The Time Travelers
Humans have long been fascinated with time, speed, and sound. Light is measured by brightness (lumens) and sound is measured by amplitude of sound waves. However, time has a different quality. It slowly drags by for the office worker on Friday afternoon, while flying by on the weekend. And who hasn’t felt a sense of traveling back in time when visiting an ancient site? Richard C. Brusca incorporates this malleability of perception and spins an intriguing tale of mystery in The Time Travelers, a masterly novel encompassing the Aztec Empire’s cryptic and ancient approach to time.
The novel is set in Mexico City and takes the reader from Montezuma’s Aztec city of 1519, and Hernan Cortez’s conquest of the Aztec Empire, to the Mexico City of 2032. Journalist Francisco Montoya opens the story searching for facts of the strange events that occurred in Mexico City’s Zocalo on Día de los Muertos in 2026 when several celebrants died and several others disappeared.

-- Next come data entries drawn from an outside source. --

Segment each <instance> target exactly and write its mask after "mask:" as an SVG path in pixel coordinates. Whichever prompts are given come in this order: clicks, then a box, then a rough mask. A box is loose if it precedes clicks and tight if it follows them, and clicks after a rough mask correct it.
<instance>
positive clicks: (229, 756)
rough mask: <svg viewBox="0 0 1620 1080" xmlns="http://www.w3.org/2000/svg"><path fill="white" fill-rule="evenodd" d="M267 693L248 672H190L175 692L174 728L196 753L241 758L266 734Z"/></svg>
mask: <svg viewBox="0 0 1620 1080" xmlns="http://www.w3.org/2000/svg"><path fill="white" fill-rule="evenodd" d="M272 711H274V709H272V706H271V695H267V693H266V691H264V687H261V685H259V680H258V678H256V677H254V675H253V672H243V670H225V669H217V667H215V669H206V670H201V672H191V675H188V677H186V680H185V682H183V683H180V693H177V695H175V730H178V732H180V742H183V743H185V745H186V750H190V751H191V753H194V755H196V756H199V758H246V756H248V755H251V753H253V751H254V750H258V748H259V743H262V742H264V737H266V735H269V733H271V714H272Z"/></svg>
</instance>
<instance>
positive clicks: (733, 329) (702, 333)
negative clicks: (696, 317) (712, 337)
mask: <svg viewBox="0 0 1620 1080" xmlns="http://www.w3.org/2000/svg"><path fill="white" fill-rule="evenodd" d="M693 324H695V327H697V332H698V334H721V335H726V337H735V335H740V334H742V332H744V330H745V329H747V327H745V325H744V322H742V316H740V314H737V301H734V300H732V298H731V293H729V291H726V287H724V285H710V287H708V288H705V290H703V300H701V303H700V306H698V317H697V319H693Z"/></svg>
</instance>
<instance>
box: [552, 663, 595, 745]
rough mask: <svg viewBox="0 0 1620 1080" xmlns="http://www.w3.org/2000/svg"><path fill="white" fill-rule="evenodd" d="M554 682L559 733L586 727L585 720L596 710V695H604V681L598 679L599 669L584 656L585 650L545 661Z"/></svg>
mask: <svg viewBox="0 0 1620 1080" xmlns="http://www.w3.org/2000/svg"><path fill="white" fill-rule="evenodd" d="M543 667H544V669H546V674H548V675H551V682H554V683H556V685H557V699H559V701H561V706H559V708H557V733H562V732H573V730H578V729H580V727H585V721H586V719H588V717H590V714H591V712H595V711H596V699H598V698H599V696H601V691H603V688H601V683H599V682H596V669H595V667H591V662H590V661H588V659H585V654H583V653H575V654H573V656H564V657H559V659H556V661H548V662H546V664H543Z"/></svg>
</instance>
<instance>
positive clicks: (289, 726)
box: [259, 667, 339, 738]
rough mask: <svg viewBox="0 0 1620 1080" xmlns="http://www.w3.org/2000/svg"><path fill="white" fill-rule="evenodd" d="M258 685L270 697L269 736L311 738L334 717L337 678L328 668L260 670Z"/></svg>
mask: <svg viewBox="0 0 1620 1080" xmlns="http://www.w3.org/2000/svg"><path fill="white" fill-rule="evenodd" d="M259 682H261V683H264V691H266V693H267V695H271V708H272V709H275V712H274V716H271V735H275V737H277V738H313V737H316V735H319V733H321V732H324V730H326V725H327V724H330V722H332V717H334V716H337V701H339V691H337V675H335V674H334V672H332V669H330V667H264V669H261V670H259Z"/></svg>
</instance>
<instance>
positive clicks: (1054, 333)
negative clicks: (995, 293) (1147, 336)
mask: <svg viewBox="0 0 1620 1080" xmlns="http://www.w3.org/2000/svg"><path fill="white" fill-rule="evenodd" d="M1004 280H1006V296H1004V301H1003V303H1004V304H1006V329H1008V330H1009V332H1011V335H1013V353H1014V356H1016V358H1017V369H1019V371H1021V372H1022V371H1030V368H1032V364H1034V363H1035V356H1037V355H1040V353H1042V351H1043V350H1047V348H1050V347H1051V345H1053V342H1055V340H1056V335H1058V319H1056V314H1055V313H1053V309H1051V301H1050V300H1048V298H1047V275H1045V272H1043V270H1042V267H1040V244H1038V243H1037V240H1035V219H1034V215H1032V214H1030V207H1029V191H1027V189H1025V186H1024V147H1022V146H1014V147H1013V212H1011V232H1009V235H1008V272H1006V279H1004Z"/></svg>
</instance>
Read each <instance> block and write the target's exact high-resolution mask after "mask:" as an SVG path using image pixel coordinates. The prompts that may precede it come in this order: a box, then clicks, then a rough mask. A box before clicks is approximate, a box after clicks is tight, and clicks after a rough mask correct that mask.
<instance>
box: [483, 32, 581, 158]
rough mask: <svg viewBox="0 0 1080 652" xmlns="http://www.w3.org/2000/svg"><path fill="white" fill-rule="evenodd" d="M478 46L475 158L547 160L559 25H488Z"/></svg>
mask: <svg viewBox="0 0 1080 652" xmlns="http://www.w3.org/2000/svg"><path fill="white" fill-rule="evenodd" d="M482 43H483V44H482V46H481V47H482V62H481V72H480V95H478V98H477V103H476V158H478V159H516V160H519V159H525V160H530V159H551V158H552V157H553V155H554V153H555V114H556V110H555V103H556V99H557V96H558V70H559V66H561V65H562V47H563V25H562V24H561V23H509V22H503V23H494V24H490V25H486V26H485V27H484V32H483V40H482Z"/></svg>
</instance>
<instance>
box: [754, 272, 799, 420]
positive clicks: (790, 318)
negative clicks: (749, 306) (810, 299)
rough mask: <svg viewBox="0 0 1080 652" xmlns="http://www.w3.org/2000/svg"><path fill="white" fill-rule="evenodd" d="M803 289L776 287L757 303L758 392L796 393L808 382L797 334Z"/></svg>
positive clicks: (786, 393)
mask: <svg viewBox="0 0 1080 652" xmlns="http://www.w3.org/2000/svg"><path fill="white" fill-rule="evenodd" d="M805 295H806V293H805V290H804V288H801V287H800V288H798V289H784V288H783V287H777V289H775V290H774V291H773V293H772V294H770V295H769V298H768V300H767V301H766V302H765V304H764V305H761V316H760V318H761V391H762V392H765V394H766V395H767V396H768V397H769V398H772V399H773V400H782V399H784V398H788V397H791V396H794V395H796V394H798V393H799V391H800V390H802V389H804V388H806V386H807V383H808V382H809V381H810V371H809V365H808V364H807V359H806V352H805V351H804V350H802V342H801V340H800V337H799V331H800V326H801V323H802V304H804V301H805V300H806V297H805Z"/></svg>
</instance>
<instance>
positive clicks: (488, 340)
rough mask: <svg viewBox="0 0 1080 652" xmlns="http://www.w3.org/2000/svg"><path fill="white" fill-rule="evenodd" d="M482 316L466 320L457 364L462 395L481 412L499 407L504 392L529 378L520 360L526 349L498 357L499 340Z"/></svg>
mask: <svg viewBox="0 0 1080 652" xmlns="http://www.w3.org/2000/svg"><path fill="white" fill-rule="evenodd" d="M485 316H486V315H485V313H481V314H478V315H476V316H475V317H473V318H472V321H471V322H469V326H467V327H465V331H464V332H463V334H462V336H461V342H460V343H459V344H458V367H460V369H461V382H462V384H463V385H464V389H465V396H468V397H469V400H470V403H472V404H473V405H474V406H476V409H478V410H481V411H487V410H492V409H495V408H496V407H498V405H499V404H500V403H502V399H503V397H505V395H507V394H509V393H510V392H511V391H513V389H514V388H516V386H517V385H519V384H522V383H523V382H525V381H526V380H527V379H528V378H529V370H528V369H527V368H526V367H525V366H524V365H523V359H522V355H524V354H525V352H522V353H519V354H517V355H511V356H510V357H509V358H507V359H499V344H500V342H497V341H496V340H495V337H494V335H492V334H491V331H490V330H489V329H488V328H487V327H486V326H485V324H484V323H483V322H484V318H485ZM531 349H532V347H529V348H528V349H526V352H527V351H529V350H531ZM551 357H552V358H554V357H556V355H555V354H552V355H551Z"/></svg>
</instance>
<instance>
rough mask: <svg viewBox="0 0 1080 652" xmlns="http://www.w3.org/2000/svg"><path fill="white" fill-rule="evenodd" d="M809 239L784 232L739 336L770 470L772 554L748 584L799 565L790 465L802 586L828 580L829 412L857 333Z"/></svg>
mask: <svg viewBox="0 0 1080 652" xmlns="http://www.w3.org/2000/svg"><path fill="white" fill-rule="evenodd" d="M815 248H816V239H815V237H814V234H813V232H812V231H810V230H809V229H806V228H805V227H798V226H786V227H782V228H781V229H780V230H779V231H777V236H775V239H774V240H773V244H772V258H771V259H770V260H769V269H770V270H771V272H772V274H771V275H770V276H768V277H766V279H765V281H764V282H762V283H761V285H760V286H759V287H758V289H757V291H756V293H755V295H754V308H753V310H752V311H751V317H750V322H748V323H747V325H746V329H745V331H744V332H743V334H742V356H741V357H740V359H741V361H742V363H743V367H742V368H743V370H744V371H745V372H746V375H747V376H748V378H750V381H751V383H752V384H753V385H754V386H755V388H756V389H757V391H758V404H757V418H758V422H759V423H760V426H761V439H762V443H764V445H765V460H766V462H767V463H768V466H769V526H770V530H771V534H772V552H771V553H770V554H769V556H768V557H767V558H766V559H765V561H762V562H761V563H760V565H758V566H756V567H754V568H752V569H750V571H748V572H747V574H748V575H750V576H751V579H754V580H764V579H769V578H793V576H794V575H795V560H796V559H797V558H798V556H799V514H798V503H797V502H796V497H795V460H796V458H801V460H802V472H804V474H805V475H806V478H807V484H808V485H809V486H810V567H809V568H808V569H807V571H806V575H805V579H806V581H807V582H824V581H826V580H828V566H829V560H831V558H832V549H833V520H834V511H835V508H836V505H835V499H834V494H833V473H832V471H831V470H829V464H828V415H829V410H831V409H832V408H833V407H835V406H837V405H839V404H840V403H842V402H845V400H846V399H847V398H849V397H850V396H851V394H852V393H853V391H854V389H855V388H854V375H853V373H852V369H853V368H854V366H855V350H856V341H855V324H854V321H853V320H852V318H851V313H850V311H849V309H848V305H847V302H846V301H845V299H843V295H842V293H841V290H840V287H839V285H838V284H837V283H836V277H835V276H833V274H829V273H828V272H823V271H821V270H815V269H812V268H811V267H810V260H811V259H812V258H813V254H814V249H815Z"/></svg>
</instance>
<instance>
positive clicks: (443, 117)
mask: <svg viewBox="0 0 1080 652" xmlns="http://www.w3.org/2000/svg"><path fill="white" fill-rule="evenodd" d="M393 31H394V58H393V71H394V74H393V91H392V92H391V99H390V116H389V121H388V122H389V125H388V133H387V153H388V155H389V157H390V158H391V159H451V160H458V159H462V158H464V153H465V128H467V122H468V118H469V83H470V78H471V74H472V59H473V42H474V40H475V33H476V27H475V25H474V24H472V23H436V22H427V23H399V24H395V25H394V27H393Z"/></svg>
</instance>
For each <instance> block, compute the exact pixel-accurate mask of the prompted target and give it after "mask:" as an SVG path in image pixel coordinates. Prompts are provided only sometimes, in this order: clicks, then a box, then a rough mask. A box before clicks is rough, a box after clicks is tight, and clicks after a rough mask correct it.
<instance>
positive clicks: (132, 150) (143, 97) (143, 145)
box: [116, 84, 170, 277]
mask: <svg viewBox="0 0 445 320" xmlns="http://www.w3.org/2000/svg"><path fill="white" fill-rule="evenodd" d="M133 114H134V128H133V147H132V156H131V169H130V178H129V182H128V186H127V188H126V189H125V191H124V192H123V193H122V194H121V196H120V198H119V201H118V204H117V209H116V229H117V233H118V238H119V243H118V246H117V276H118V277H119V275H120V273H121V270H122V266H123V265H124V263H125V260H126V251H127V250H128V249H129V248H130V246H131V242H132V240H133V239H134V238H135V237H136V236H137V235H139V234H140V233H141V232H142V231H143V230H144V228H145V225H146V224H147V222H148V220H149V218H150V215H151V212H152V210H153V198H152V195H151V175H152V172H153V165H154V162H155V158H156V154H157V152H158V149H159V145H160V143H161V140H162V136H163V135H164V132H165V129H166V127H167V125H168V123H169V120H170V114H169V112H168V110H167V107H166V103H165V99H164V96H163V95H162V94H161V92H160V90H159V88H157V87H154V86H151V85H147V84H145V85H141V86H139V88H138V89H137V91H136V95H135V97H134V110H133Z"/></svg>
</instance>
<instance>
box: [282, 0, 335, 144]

His search leads him to an odd man in a local saloon who reveals to Montoya the dramatic tale of the day.
The saga begins with a graft-riven construction project near the Zocalo which must be archaeologically cleared. The dig uncovers an ancient Aztec box decorated with scarabs. The box is given to Doctor Daniel Zavala, director of the National Anthropology Museum. Zavala opens the box which reveals its treasure: a rare brown obsidian ten-inch sacrificial blade, strong enough to cut through bone, and decorated with Guatemalan jade. Excited by the discovery, Zavala creates an exhibit to display the finding. However, the blade is stolen prior to the exhibit opening. Lola Perez, a police detective, and Zavala work side-by-side to solve the mystery and recover the blade. Their search takes them to Father Mateo Ganando, an elderly Catholic priest at the Metropolitan Cathedral, also on the Zocalo. However, Ganando is less a priest than the keeper of concealed Aztec writings which hold the secrets of time travel and lie hidden in a basement adjacent to the cathedral. The two sleuths soon find that the missing blade is integral to revealing those secrets.
Brusca, a scholar at the University of Arizona specializing in the North and Middle America leverages his knowledge to create a compelling and exciting tale of Aztec revenge and time travel. Facts are intricately woven into the fictional tale to create a greater whole. The narrative sparkles with intrigue as Zavala and Perez race to uncover the mystery. Readers, whose likely only time travel will consist of traveling through the days of their lives, will delight in this intriguing take on time travel.